Ultimamente ho completato la lettura di tre volumi facenti parte della collana ‘Pocket’ della Apogeo, la quale merita una menzione in questo blog. I volumi sono, come recita il nome, tascabili, e risultano molto comodi da portare in giro e da leggere in treno, all’aperto, in ogni situazione. Gli autori sono diversi, e ogni volume tratta un argomento in maniera più o meno tecnica. Personalmente posso parlare di “UML” di Enrico Amedeo, un ottimo volume utile da tenere a portata di mano, sopratutto vista la natura ‘statica’ di UML, ovvero per cui ad ogni versione, non vi sono cambiamenti sostanziali nel formalismo, risultando in sostanza un volume che ‘invecchia’ bene.
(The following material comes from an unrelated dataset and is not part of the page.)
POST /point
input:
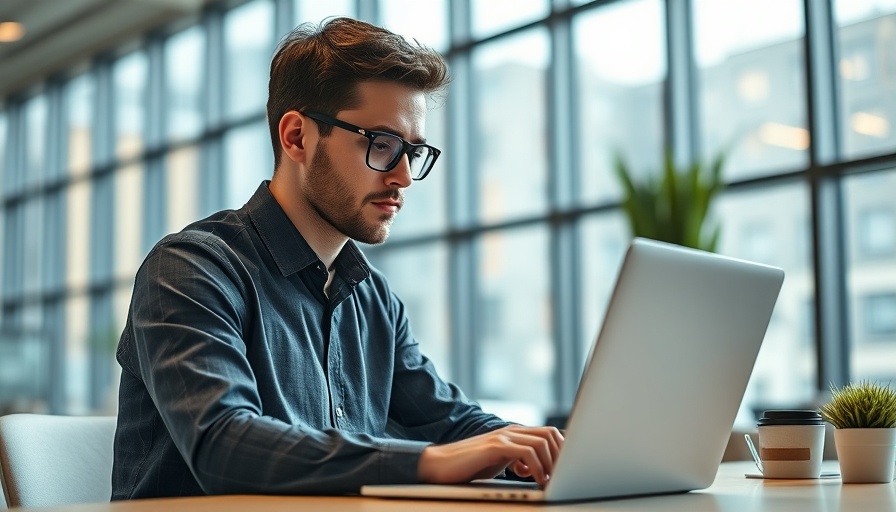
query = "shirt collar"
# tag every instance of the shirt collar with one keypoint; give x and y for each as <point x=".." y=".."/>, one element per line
<point x="286" y="245"/>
Non si può dire lo stesso di “L’arte dell’Hacking”, utile sì a capire come gli hacker sfruttano errori ‘zero day’ e bug umani nel codice, per compiere quelle imprese che ai nostri occhi risultano così assurde. Altro non si tratta di informatici, molto capaci e dediti al lavoro, che dietro un’etica e un codice (ma molto spesso, se si tratta di cracker, dietro compenso) studiano e cercano punti d’ingresso in programmi scritti da altri informatici, come una sorta di sfida e competizione. Il volume purtroppo,  risulta appunto obsoleto, dato che le tecniche utilizzate diventano in pochi mesi inutili e non più attuali, visto il continuo ciclo ‘bug zero day- patch- nuova release di un programma..’ che rende questo tipo di volumi, quando si concentrano nell’ambito tecnico delle varie casistiche di attacchi, velocemente datati. Rimane comunque un buon testo che apre gli occhi su come in realtà operano gli hacker; richiede una buona conoscenza di C, data per scontata dall’autore.

Concludo consigliando questa collana visto il prezzo super-competitivo e la qualità dei testi molto buona, che li rende degli ottimi manuali da tenere a portata di mano in scrivania per consultazioni veloci.